Fuck, pay for a hot yoga class so you can stare at up to 30 asses in spandex for an hour.
 

Agent Scud

Leadfoot
kiwifarms.net
Joined
Jan 18, 2018
They have as much value as you are willing to give them. Personally I think having offline interaction is more valuable, but I have about as much faith in my current online friends. People may act differently depending on how you interact with them but what matters is what your instincts tell you. That said being able to at least hear them and the way they talk helps a lot, but it's possible to pick up on how they type too.
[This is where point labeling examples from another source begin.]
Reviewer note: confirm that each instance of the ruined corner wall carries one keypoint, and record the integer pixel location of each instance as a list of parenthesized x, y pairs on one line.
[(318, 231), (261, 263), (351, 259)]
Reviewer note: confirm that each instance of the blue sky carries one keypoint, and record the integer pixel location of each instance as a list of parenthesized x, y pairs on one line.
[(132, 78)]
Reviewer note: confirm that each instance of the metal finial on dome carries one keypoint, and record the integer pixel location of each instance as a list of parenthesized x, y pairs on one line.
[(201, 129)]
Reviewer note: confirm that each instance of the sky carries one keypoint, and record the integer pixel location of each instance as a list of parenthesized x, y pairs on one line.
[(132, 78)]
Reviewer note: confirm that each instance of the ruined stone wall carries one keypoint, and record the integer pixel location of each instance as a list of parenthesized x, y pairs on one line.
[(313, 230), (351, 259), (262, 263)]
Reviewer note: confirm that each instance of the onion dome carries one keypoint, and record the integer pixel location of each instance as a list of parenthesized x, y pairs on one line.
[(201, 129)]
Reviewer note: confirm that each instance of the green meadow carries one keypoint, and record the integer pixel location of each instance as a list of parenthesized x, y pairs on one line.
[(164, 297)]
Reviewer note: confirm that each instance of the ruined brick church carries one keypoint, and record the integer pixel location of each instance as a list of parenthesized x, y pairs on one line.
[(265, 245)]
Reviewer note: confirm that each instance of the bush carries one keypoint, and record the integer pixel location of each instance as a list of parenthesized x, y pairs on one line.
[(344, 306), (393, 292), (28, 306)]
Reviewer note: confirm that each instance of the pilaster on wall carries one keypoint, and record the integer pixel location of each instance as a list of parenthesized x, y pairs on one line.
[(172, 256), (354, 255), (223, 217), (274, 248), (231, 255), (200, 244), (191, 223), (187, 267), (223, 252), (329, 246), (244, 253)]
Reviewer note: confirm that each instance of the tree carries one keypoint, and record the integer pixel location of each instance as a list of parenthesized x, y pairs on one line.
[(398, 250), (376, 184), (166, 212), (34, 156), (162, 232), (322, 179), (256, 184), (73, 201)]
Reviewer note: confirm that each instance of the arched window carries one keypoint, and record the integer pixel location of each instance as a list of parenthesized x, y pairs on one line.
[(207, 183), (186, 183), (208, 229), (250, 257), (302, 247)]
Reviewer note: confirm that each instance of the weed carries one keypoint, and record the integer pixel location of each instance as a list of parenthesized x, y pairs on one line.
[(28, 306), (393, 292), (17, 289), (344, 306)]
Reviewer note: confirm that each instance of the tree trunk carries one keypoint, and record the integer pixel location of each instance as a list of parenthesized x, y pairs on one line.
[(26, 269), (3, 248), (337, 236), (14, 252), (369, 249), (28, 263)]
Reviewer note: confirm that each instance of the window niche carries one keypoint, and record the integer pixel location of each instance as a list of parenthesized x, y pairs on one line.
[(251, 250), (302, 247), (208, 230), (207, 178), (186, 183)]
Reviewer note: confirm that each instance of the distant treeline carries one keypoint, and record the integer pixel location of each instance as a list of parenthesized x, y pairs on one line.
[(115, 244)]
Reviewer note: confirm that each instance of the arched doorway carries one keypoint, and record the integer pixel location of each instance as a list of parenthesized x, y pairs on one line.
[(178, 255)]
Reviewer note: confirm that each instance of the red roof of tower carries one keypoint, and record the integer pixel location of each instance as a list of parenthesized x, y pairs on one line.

I have a group of friends I met almost ten years ago and chat with on a daily basis. We trust one another to the point of sharing personal info and some of us have managed to meet in person. I still have some local friends, mainly a couple co-workers I can trust to help me out when I need it and vice-versa, but otherwise most of my high school friends have moved and/or cut ties with (I still keep in contact with one of them), and the only friend I can still contact (I think) from college is now a sexual deviant junkie.
 

LazarusOwenhart

Terrainist Shitlord!
kiwifarms.net
Joined
Nov 9, 2014
Depends on your definition of 'friend'. There are a few people on this site whose opinions I value on certain things and whose advice I will readily take. In as much as you can be friends with a handle, an avatar and a collection of opinions I consider them my friends. They enhance my life in a small way and therefore have a meaning to me. I think the difference here is that, if I was ever unable to visit this community I wouldn't spend hours agonizing over losing friends the way I would lament losing an IRL friend. I'd be happy to run into them in another community but that's about it.